I currently have a Data Flow task that loads a file to a database. The basic flow is:
2 Source Files -> 2 Derived Columns -> Union All -> String Functions -> Data Conversion ->Destination SqlServer table.
The source file contains duplicate records from the destination file. What I would like to do is ignore the row if the Primary Key already exists.
What I've done is set the Configure Output Error in the Data Conversion Task to Ignore Failure on the Primarey Key (tx_number) in this case.
I still get the 'Violation of PRIMARY KEY constraint' error when doing this.
I feel like I'm pretty close and rather than spending another day I thought I'd post here because I've had success in this forum in the past.
Thanks in advance.

Viewing 6 posts - 1 through 5 (of 5 total)

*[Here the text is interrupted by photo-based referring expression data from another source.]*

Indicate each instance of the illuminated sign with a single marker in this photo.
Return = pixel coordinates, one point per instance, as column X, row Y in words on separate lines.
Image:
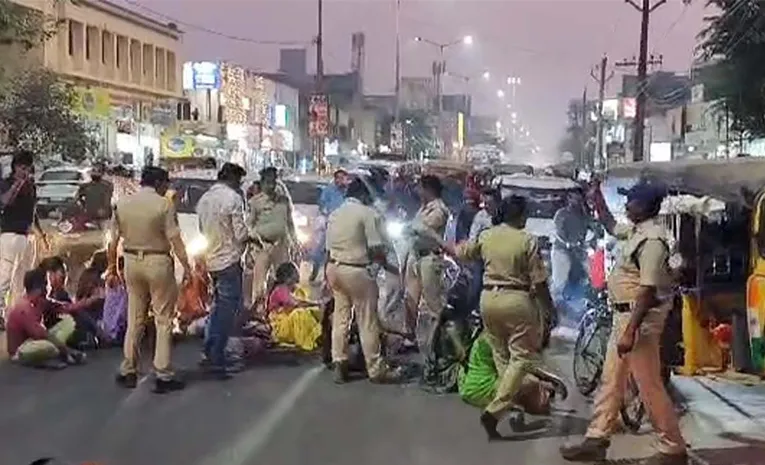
column 201, row 76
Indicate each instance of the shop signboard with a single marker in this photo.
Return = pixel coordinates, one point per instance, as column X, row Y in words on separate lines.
column 319, row 110
column 92, row 102
column 162, row 114
column 397, row 138
column 177, row 146
column 201, row 75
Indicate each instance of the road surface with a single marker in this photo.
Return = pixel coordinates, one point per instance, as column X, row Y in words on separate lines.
column 285, row 411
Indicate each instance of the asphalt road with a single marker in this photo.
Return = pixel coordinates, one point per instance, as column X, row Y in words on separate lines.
column 284, row 411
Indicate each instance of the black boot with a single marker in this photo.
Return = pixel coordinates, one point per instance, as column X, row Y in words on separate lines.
column 340, row 372
column 589, row 450
column 162, row 386
column 129, row 381
column 489, row 423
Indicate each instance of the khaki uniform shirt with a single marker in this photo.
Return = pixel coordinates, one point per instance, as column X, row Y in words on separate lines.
column 352, row 230
column 146, row 221
column 430, row 220
column 510, row 256
column 645, row 243
column 269, row 218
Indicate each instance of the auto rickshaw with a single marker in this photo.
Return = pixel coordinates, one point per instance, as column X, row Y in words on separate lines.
column 714, row 234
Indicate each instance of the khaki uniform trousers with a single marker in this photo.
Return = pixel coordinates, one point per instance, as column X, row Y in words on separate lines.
column 644, row 363
column 265, row 259
column 150, row 282
column 511, row 321
column 355, row 291
column 17, row 256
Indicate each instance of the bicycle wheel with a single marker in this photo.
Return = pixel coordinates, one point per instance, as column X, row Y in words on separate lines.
column 632, row 410
column 589, row 354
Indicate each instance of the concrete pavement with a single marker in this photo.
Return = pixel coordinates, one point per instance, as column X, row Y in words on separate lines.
column 286, row 411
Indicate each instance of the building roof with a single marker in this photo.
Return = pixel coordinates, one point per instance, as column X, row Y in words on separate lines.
column 167, row 28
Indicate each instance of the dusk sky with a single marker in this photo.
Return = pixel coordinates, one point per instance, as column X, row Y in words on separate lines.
column 550, row 44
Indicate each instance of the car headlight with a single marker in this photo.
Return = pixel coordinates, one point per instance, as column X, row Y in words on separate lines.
column 196, row 246
column 303, row 236
column 395, row 229
column 300, row 220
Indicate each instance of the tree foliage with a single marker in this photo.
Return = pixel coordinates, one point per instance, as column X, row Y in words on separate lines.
column 734, row 40
column 36, row 108
column 37, row 114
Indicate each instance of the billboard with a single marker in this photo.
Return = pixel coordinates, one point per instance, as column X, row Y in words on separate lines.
column 201, row 75
column 319, row 111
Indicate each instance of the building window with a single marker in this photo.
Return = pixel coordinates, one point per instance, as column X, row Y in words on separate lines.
column 71, row 39
column 104, row 46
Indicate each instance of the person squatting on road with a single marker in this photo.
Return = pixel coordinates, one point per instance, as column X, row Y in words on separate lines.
column 424, row 275
column 514, row 269
column 640, row 291
column 221, row 221
column 148, row 226
column 270, row 227
column 354, row 243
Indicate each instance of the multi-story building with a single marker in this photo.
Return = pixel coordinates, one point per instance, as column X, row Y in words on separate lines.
column 126, row 70
column 236, row 114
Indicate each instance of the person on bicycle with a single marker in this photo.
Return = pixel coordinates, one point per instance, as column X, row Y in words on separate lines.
column 514, row 269
column 569, row 249
column 640, row 291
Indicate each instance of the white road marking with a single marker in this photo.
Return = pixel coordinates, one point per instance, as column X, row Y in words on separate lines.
column 252, row 440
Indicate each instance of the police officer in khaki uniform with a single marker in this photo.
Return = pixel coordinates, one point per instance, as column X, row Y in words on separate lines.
column 148, row 225
column 270, row 226
column 513, row 269
column 355, row 242
column 424, row 279
column 640, row 288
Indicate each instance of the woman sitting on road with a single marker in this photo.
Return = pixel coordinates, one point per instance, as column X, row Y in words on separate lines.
column 293, row 320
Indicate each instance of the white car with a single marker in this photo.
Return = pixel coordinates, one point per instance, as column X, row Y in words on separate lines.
column 57, row 187
column 545, row 196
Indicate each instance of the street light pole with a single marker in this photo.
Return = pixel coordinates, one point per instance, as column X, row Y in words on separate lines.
column 320, row 160
column 397, row 115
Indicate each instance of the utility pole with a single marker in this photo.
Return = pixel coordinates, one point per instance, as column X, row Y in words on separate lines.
column 600, row 158
column 583, row 154
column 640, row 99
column 397, row 113
column 318, row 139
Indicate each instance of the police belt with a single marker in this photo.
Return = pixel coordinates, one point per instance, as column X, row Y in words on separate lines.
column 622, row 307
column 142, row 253
column 505, row 287
column 355, row 265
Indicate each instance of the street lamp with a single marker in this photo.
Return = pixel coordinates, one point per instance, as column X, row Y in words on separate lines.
column 439, row 69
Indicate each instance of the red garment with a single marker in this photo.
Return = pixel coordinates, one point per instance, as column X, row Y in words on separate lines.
column 598, row 269
column 281, row 299
column 24, row 322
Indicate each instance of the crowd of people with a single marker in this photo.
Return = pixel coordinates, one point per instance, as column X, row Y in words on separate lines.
column 46, row 327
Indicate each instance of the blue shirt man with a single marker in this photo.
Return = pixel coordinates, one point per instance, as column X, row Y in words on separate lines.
column 334, row 194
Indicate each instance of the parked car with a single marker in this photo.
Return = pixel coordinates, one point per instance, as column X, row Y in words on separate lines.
column 57, row 188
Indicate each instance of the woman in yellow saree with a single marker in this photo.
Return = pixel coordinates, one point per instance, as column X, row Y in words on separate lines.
column 294, row 320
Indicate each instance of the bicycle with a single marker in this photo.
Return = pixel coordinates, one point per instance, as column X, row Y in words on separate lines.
column 590, row 348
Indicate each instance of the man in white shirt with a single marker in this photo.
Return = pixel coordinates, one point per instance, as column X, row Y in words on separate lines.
column 221, row 220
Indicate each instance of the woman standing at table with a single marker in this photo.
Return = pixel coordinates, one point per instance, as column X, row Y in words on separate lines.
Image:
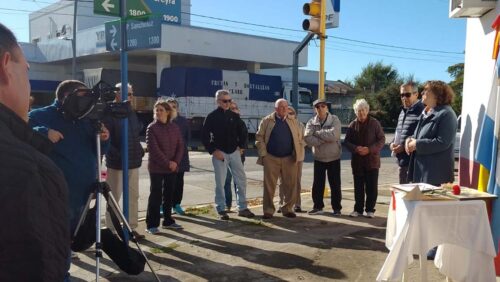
column 364, row 139
column 431, row 147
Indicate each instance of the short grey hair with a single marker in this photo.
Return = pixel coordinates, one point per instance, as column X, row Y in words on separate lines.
column 276, row 104
column 359, row 104
column 220, row 93
column 412, row 85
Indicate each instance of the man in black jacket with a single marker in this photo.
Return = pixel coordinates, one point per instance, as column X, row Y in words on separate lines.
column 223, row 138
column 407, row 122
column 114, row 161
column 34, row 239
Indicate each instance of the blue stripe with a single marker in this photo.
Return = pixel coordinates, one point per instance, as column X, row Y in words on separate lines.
column 486, row 142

You must be logged in to reply to this topic. Login to reply

steveb. SSC-Forever Points: 46733 More actions · Answer 1

you can add a sort transformation and check the box to remove duplicates based upon the sort key,

or you could put the data as is in a staging table and then read from this table using a query that removes duplicates

bruce.b.allen SSC-Addicted Points: 438 More actions · Answer 2

steveb. (1/13/2011)
you can add a sort transformation and check the box to remove duplicates based upon the sort key,
or you could put the data as is in a staging table and then read from this table using a query that removes duplicates

I should mention that the source file does not contain duplicates, rather it may contain records that are already in the destination table. I think sorting just ignores dupes in the source file. I'm trying to avoid using a staging table if possible becuase of the number of changes I'd have to make.

Koen Verbeeck SSC Guru Points: 259085 More actions · Answer 3

bruce.b.allen (1/13/2011)
steveb. (1/13/2011)
you can add a sort transformation and check the box to remove duplicates based upon the sort key,
or you could put the data as is in a staging table and then read from this table using a query that removes duplicates
I should mention that the source file does not contain duplicates, rather it may contain records that are already in the destination table. I think sorting just ignores dupes in the source file. I'm trying to avoid using a staging table if possible becuase of the number of changes I'd have to make.

In that case, you could use a simple lookup component to check if the PK already exists. When there is a match, the column of the destination PK will be filled in. If there is no duplicate, the destination PK will be NULL. After the lookup component, set up a conditional split that drops all rows where the destination PK is different from NULL.

Need an answer? No, you need a question
My blog at https://sqlkover.com.
MCSE Business Intelligence - Microsoft Data Platform MVP

Gustav_99 SSC Rookie Points: 33 More actions · Answer 4

steveb. (1/13/2011)
you can add a sort transformation and check the box to remove duplicates based upon the sort key,
or you could put the data as is in a staging table and then read from this table using a query that removes duplicates

This worked perfectly, Thanks!

Phil Parkin SSC Guru Points: 246695 More actions · Answer 5

Gustav_99 (12/3/2013)
steveb. (1/13/2011)
you can add a sort transformation and check the box to remove duplicates based upon the sort key,
or you could put the data as is in a staging table and then read from this table using a query that removes duplicates
This worked perfectly, Thanks!

Note that the second option is likely to be an order of magnitude faster than the first. The sort transformation is notoriously slow.

If you haven't even tried to resolve your issue, please don't expect the hard-working volunteers here to waste their time providing links to answers which you could easily have found yourself.